La concezione relativistica di Pirandello
Il pensiero Pirandelliano, a partire dalla concezione relativistica, approda ad una concezione soggettivistica e all’elaborazione di una poetica dell’umorismo. Questa svolta venne sistematizzata nei due saggi del 1908, Arte e Scienza e Umorismo.
La realtà come flusso e forma
Sulla scia del pensiero di Bergson, per Pirandello la realtà si presenta come vita in continuo divenire, un perenne e caotico flusso in movimento e trasformazione, nel quale è immerso anche l’uomo. Per affermare la propria personalità, però, l’uomo tende a staccarsi da quel flusso indistinto e, così, finisce per separarsi dal resto della vita, diventa forma individuale, si irrigidisce, comincia a morire.
L’individuo si caratterizza in una “forma”, e crede di essere uno per se stesso e per gli altri, ma in realtà acquisisce anche tutte le “forme” che gli altri gli attribuiscono, dal momento che ciascuno interpreta alla propria maniera il modo in cui ci poniamo.
Le conseguenze del relativismo
Libro: Le conseguenze del relativismo, oltre che all’interno dell’io e sulla società, si ripercuotono sul piano della conoscenza della realtà, che non ha più consistenza oggettiva e viene percepita come “una costruzione illusoria continua”. Per Pirandello, infatti, la realtà è un gioco illusorio che si frammenta in modo diverso, in quanto ognuno di noi ha una visione soggettiva della vita e una verità individuale.
Qual è la crisi della verità assoluta?
Di conseguenza, non c’è una verità assoluta, ma tante verità quante sono le persone.
Pirandello, con la sua teoria delle molteplici verità, sostituisce alla certezza della ragione il senso della relatività di ogni azione e pensiero dell’individuo, una concezione legata alla crisi storico-esistenziale della società borghese tra l’Ottocento e il Novecento.
La verità non esiste in quanto ognuno ha la propria, che non coincide con quella degli altri.
Incomunicabilità e solitudine
Il fatto che ciascuno sia “chiuso” all’interno della propria verità rende impossibile stabilire un’autentica comunicazione con gli altri, e ciò genera incomunicabilità, accresce la solitudine e l’alienazione dell’individuo, confermando il carattere fittizio dei rapporti sociali.
Il personaggio si chiude nella razionalità, espressione di una lacerazione interiore, di un desiderio inappagato di poter esprimere agli altri i propri sentimenti
Domande da interrogazione
- Qual è la visione di Pirandello sulla realtà e l'individuo?

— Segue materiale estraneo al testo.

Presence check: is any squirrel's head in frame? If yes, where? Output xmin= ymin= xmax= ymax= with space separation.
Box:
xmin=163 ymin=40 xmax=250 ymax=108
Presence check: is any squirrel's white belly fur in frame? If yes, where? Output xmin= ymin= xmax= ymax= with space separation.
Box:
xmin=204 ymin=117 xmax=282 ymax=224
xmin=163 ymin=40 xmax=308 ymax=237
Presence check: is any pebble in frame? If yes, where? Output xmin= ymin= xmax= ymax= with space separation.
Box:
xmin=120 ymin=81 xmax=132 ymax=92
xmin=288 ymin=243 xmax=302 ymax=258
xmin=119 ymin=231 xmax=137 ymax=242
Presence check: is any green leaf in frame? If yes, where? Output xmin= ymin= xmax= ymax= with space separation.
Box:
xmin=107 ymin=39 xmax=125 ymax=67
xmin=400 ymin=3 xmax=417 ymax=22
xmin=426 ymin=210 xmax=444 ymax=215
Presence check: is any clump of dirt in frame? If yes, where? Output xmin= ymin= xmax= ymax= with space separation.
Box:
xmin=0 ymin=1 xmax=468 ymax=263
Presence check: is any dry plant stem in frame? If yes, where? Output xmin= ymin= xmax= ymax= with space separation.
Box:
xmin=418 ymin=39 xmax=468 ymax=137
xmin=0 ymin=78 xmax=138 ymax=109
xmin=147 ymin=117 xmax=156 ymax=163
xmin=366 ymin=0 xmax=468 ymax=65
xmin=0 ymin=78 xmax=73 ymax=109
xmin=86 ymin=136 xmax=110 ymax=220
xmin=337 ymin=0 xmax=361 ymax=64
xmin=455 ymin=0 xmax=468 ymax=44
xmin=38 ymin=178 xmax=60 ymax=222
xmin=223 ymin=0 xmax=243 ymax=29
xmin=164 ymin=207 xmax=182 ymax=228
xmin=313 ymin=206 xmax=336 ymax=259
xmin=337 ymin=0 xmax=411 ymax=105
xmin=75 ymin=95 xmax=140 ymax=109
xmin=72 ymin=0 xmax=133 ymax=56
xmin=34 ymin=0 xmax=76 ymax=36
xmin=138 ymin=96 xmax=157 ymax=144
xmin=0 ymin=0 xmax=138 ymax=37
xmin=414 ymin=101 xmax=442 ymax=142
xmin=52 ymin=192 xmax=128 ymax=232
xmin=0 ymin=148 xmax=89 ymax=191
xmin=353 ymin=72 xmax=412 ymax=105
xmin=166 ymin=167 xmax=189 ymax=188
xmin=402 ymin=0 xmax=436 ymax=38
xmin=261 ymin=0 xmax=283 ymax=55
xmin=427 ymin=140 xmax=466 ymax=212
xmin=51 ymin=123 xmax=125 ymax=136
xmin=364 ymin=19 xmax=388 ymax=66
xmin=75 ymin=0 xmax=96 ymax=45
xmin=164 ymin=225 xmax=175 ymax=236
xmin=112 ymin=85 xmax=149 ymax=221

- Come si manifesta la crisi della verità assoluta secondo Pirandello?
- Quali sono le conseguenze dell'incomunicabilità tra gli individui?
Pirandello considera la realtà come un flusso caotico e in continuo divenire, nel quale l'individuo cerca di affermare la propria personalità distaccandosi da questo flusso, ma finendo per irrigidirsi in una forma individuale (testo).
Pirandello sostiene che non esiste una verità assoluta, ma molteplici verità soggettive, poiché ogni individuo ha una propria visione della realtà, che non coincide con quella degli altri (testo).
L'incomunicabilità, derivante dal fatto che ciascuno è "chiuso" nella propria verità, genera solitudine e alienazione, rendendo fittizi i rapporti sociali e impedendo una comunicazione autentica (testo).